Il mare è sempre stato irresistibile per noi italiani. Popolo di navigatori, santi e turisti della domenica, soprattutto per chi fosse talmente fortunato da abitare ad una distanza ragionevole da invitanti coste e fresche acque.
A metà del secolo scorso, quando il ricordo della guerra cominciava a svanire, lasciando il posto all’impellente necessità di realizzare i propri desideri. La scoperta della gita al mare, oltre a rinvigorire gli animi, regalava l’opportunità di riscatto dalla vita difficile.
Aver tempo e risorse da dedicare a se stessi, alla famiglia, agli amici era un lusso che andava diffondendosi. La spiaggia, quella libera, veniva raggiunta con ogni mezzo. Il treno, la bicicletta, la motoretta e per qualche fortunato anche l’automobile.
Non essendoci le restrizioni di sicurezza dei nostri giorni, era normale incrociare un’intera famiglia arroccata sul sellino di una vespa oppure un paio stipate dentro a una bianchina. Niente aria condizionata, i piccoli sulle ginocchia dei più grandi, i panieri ricolmi di abbondanti libagioni a profumare l’abitacolo.
Già ci si riconosceva mentre si era tutti in fila. Al mattino presto, in cerca del parcheggio migliore, all’ombra, i bambini organizzavano da soli i loro giochi. Le mamme attente a controllare i costumi delle figlie. Meglio se interi e coprenti, semplici. Se il capofamiglia non disapprovava troppo si poteva azzardare anche il due pezzi, come si era visto al cinema. Mutanda alta e reggiseno bello scolpito.
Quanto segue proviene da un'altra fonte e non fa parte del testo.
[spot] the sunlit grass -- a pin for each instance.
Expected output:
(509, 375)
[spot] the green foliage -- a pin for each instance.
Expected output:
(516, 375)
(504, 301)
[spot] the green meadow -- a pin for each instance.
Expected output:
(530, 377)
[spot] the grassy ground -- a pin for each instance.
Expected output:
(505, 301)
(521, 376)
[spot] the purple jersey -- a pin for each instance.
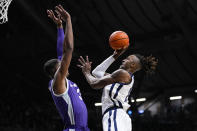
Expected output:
(71, 107)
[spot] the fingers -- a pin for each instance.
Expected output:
(58, 14)
(87, 59)
(82, 59)
(80, 66)
(51, 15)
(59, 9)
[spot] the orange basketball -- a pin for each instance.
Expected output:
(118, 40)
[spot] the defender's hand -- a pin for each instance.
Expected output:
(85, 65)
(117, 53)
(57, 20)
(63, 13)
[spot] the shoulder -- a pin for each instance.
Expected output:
(121, 75)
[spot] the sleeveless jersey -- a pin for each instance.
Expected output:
(71, 106)
(116, 95)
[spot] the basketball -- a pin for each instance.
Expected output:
(118, 40)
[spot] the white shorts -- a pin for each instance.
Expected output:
(116, 120)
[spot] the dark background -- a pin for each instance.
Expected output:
(164, 28)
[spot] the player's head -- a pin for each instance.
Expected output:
(51, 66)
(136, 62)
Le signore non sempre osavano il costume. Meglio la vestaglietta. I piccoli spesso nudi o con le mutande bianche, i ragazzi e i papà con il tradizionale pantaloncino blu.
C’era poi da piantare l’ombrellone. Applicare l’apposita tenda. Stendere i piccoli teli sulla sabbia e cominciare a preoccuparsi che i piccoli non facessero il bagno troppo presto e i giovanotti non si avvicinassero troppo alle signorine.
Ovviamente a mezzogiorno pastasciutta, frittata, cotolette e cocomero. Tutto annaffiato con del buon vino. Riposino e calma nelle ore più calde. Partita a bocce con il vicino di ombrellone. Spesso anche vicino di casa. Chiacchiere, bagno di mare o di sole, a seconda dei problemi fisici da risolvere, sabbiature, volontarie o forzate, smontaggio e preparazione per il rientro, stanchi ma tanto tanto felici.
Oggi è diverso, la giornata al mare o il preferibile week end, sono semplici intermezzi, un assaggio della vacanza vera che ci aspetta a metà dell’estate o fuori stagione, forse in un altro continente.
Sempre bella, ma non così desiderata e attesa com’era negli anni cinquanta. L’abitudine e la routine alle volte ci fanno persino rinunciare. Troppo stress la prova costume, sempre più piccolo e stiloso. Troppo imbarazzo se non c’è stato il tempo di passare dall’estetista, poi troppo caldo. La temperatura dell’acqua troppo fredda, la sabbia troppo bagnata. Ma quando riusciamo a ignorare queste preoccupazioni, sempre ordinatamente in fila, nelle nostre auto private, con le cinture di sicurezza ben allacciate, gli airbag pronti a proteggerci.
I bambini assicurati ai seggiolini con il tablet in mano a distrarli dalla noia. I teli giganti e leggeri tutti coordinati nel borsone colorato in compagnia dell’accappatoio simpatico a forma di animaletto e almeno tre tipi di protezione solare, una cesta gigante di giochi da spiaggia, tutto l’armamentario per il cambio bebè, e restiamo in ascolto, è facile sentire la gioia invaderci.
Scoprire di aver fretta di arrivare, di affondare i piedi nella sabbia calda e poi correre a riva, senza farsi accorgere, a salutare quel mare che solo ora ci accorgiamo esserci mancato così tanto.
Arriva la sera e siamo senza fiato: abbiamo riso, giocato e respirato l’aria di tanto tempo fa, in fondo niente è cambiato.